Le Tribunal administratif de Nîmes a rejeté comme manifestement irrecevable la requête de M. B..., qui demandait une injonction au préfet du Gard de lui délivrer un titre de séjour. Le juge a constaté que la requête n'était pas dirigée contre une décision administrative, comme l'exige l'article R. 421-1 du code de justice administrative, et tendait exclusivement au prononcé d'une injonction à titre principal, ce qui n'est pas de la compétence du juge administratif en dehors des cas prévus par la loi. En application du 4° de l'article R. 222-1 du même code, la requête a donc été rejetée sans instruction complémentaire.
Texte intégral
Vu la procédure suivante :
Par une requête enregistrée le 13 octobre 2025, M. A... B... demande au tribunal d’enjoindre au préfet du Gard de lui délivrer un titre de séjour dans un délai d’un mois.

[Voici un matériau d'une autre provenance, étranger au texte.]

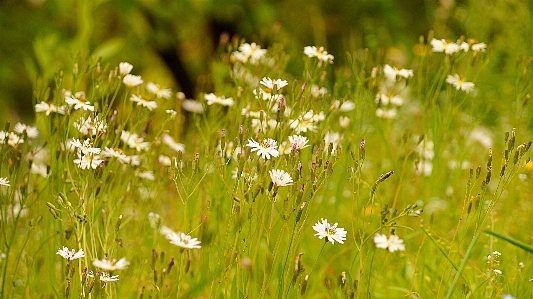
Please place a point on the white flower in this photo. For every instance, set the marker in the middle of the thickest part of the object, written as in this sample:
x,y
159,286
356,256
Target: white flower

Il soutient que l’absence de réponse à sa demande de titre de séjour le place dans une situation de grande précarité l’empêchant notamment d’accéder à un emploi et à un logement.
Vu les autres pièces du dossier.
Vu le code de justice administrative.
Considérant ce qui suit :
1. Aux termes de l'article R. 222-1 du code de justice administrative : « Les présidents de tribunal administratif (...) et les présidents de formation de jugement des tribunaux (...) peuvent, par ordonnance : / (…) 4º Rejeter les requêtes manifestement irrecevables, lorsque la juridiction n'est pas tenue d'inviter leur auteur à les régulariser ou qu’elles n’ont pas été régularisées à l’expiration du délai imparti par une demande en ce sens (…) ».
2. Aux termes de l’article R. 421-1 du code de justice administrative : « La juridiction ne peut être saisie que par voie de recours formé contre une décision (…). ». Il résulte de ces dispositions que le juge administratif ne peut être saisi que de requêtes à fin d’annulation d’une décision administrative. Par ailleurs, en dehors des hypothèses prévues par les dispositions des articles L. 911-1 à L. 911-4 du code de justice administrative, il n’appartient au juge administratif ni d’adresser des injonctions à l’administration, ni de faire lui-même œuvre d’administrateur en se substituant à celle-ci.
3. La requête de M. B... qui se borne à faire état de ce que le préfet du Gard n’aurait pris aucune décision sur sa demande de titre de séjour et tend exclusivement à ce qu’il lui soit enjoint de lui délivrer un titre de séjour, n’est pas dirigée contre une décision au sens des dispositions de l’article R. 421-1 précitées du code de justice administrative et tend ainsi au prononcé d’une injonction à titre principal. Elle est donc manifestement irrecevable et doit, dès lors, être rejetée en application des dispositions du 4° de l’article R. 222-1 du code de justice administrative.
O R D O N N E :
Article 1er : La requête de M. B... est rejetée.
Article 2 : La présente ordonnance sera notifiée à M. A... B....
Copie en sera adressée au préfet du Gard.
Fait à Nîmes, le 16 octobre 2025.
Le président de la 2ème chambre,
G. ROUX
La République mande et ordonne au préfet du Gard en ce qui le concerne ou à tous commissaires de justice à ce requis, en ce qui concerne les voies de droit commun contre les parties privées de pourvoir à l’exécution de la présente décision.